Probably not one person in a million ever gets away far enough from his mind to take a look at it, and see the wheels go round. Opinions become ossified and the man goes through life hypnotizing others, never realizing for an instant that in youth he was hypnotized and that he has never been able to cast off the hypnosis.

This is what our pious friends mean when they say, “Give me the child until he is ten years old and you may have him afterward.” That is, they can take the child in his plastic age and make impressions on his mind that are indelible. Reared in an orthodox Jewish family a child will grow up a dogmatic Jew, and argue you on the Talmud six nights and days together.

Catholic, Presbyterian, Baptist, the same. I once knew an Arapahoe Indian who was taken to Massachusetts when four years old. He grew up not only with New England prejudices, but with a New England accent, and saved his pennies to give to missionaries that they might “convert” the Red Men.

When the suspicion seized upon the soul of Hypatia that her mind was but a wax impression taken from her father’s, she began to make plans to get away from him. Her efforts at explanations were futile, but when placed upon the general ground that she wished to travel, see the world and meet people of learning and worth, her father acquiesced and she started away on her journeyings. He wanted to go, too, but this was the one thing she did not desire, and he never knew nor could know why.

She spent several months at Athens, where her youth, beauty and learning won her entry into the houses of the most eminent. It was the same at Rome and in various other cities of Italy. Money may give you access to good society, but talent is always an open sesame. She traveled like a princess and was received as one, yet she had no title nor claim to nobility nor station. Beauty of itself is not a credential–rather it is an object of suspicion, unless it goes with intellect.

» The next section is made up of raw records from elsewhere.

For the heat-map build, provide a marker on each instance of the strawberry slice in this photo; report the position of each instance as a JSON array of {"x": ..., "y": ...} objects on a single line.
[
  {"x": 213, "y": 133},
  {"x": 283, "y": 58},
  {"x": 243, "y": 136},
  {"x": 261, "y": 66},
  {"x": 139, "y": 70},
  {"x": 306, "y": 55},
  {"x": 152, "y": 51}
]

Hypatia gave lectures on mathematics; and there was a fallacy abroad then as there is now that the feminine mind is not mathematical. That the great men whom Hypatia met in each city were first amazed and then abashed by her proficiency in mathematics is quite probable. Some few male professors being in that peculiar baldheaded hypnotic state when feminine charms dazzle and lure, listened in rapture as Hypatia dissolved logarithms and melted calculi, and not understanding a word she said, declared that she was the goddess Minerva, reincarnated. Her coldness on near approach confirmed their suspicions.

* * * * *

Just how long a time Hypatia spent upon her pilgrimage, visiting all of the great living philosophers, we do not know. Some accounts have it one year, others ten.

Probably the pilgrimages were extended over a good many years, and were not continuous. Several philosophers proved their humanity by offering to marry her, and a prince or two did likewise, we are credibly informed. To these persistent suitors, however, Hypatia gently broke the news that she was wedded to truth, which is certainly a pretty speech, even if it is poor logic. The fact was, however, that Hypatia never met a man whose mind matched her own, otherwise logic would have bolstered love, instead of discarding it.

Travel, public speaking and meeting people of note form a strong trinity of good things. The active mind is the young mind, and it is more than the dream of a poet which declares that Hypatia was always young and always beautiful, and that even Father Time was so in love with her that he refused to take toll from her, as he passed with his hourglass and scythe.